Changes are afoot in how digital assets figure into your Estate Planning. For years, great uncertainty existed in the handling of digital assets such as accounts for email, social media, banking, investments, photo and data storage, web sites, and more. We last discussed these matters in our June 2014 visit, but already a major change is occurring, which could affest your estate planning.
One key uncertainty has been the rights of your executor or survivors to access digital accounts. Federal law and most online account hosts say that only the person who opened or owned the account has the right to access it. But the Uniform Law Commission wrote a draft law for the states to consider that would change this. Delaware enacted the law, and at least 13 other states are actively considering it.
The new law allows a fiduciary, such as an executor, trustee, or someone holding a power of attorney, the same rights to access digital assets or accounts that a deceased or disabled person had, after the fiduciary makes a request in writing. The law also makes custodians of the digital assets immune from liability if they in good faith provided access to a fiduciary.

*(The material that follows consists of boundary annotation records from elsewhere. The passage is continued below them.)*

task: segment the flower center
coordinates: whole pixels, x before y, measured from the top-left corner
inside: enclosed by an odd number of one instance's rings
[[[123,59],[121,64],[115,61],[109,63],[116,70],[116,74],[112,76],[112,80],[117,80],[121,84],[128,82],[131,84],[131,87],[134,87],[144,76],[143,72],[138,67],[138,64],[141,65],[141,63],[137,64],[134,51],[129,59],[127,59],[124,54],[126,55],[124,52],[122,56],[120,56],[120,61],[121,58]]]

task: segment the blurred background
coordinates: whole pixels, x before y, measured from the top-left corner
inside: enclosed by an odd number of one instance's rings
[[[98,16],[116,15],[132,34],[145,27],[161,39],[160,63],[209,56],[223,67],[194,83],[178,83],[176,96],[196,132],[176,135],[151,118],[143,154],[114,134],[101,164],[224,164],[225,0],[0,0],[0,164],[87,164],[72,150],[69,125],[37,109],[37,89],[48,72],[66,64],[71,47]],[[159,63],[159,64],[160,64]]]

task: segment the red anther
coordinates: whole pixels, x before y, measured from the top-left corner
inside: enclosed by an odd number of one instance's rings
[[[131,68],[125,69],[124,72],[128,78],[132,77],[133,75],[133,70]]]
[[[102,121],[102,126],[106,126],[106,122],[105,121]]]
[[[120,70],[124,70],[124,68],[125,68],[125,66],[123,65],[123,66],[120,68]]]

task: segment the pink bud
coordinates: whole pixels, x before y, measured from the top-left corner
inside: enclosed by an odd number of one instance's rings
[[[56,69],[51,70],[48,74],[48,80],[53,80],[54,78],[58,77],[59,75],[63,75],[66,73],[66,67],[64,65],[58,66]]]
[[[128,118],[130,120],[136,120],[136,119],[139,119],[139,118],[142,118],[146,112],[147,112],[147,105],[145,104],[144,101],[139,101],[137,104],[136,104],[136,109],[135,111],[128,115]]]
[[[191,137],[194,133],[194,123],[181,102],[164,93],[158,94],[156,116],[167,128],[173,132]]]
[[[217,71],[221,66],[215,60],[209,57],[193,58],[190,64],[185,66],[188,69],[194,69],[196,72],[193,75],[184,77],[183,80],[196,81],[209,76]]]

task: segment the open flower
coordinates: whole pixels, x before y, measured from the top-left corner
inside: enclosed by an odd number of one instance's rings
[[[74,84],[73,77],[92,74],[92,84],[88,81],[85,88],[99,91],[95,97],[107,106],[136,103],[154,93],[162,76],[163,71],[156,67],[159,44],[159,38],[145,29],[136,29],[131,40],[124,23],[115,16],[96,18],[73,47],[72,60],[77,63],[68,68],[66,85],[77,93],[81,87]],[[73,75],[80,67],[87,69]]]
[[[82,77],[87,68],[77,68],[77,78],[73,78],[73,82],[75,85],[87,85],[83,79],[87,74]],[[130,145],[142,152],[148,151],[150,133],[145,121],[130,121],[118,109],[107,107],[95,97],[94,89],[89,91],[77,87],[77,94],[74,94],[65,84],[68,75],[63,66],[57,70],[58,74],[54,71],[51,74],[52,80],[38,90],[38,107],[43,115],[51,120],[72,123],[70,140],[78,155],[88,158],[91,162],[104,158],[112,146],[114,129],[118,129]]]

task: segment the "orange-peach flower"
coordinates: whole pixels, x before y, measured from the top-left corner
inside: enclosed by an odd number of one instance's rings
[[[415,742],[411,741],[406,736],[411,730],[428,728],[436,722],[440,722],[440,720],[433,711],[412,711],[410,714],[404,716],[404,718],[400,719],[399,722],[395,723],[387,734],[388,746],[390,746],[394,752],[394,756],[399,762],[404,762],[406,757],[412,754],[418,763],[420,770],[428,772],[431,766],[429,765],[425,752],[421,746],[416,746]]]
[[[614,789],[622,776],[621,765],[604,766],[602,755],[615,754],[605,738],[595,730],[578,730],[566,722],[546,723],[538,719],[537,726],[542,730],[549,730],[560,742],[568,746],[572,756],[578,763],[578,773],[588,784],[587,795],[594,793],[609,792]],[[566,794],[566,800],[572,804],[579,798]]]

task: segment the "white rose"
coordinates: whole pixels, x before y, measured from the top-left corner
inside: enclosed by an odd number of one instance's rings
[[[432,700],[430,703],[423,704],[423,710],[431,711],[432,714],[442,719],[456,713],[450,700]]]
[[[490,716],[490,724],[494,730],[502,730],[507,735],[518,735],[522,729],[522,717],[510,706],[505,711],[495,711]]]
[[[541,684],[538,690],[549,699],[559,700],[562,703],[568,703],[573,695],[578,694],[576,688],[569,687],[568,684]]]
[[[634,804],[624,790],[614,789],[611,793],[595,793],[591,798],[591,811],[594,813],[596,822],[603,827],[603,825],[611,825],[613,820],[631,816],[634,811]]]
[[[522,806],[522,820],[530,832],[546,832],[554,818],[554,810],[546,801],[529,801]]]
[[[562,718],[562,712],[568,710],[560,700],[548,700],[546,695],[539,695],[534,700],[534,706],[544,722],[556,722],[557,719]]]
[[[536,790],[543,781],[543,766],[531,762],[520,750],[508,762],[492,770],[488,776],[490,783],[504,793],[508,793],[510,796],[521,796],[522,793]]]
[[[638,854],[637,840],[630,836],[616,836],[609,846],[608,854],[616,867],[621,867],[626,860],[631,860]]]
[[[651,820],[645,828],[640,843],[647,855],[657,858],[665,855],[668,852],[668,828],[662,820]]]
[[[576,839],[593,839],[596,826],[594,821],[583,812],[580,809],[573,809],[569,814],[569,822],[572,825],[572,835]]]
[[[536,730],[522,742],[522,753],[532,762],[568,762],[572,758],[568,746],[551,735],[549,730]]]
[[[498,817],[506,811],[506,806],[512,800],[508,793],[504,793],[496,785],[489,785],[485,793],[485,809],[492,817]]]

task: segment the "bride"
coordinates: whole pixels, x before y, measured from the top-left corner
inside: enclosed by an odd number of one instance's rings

Many of the major social media account custodians are opposing the laws, primarily on the grounds that they invade privacy.
This type of law makes it more important that you include digital assets in your estate plan. Explicitly grant fiduciaries the right to access digital assets. A grant can be broad-based or limited to certain accounts or types of accounts. Also, when appropriate give instructions for how you want certain accounts handled. This might be especially appropriate for assets such as digital photos, social media accounts, blogs, and web sites.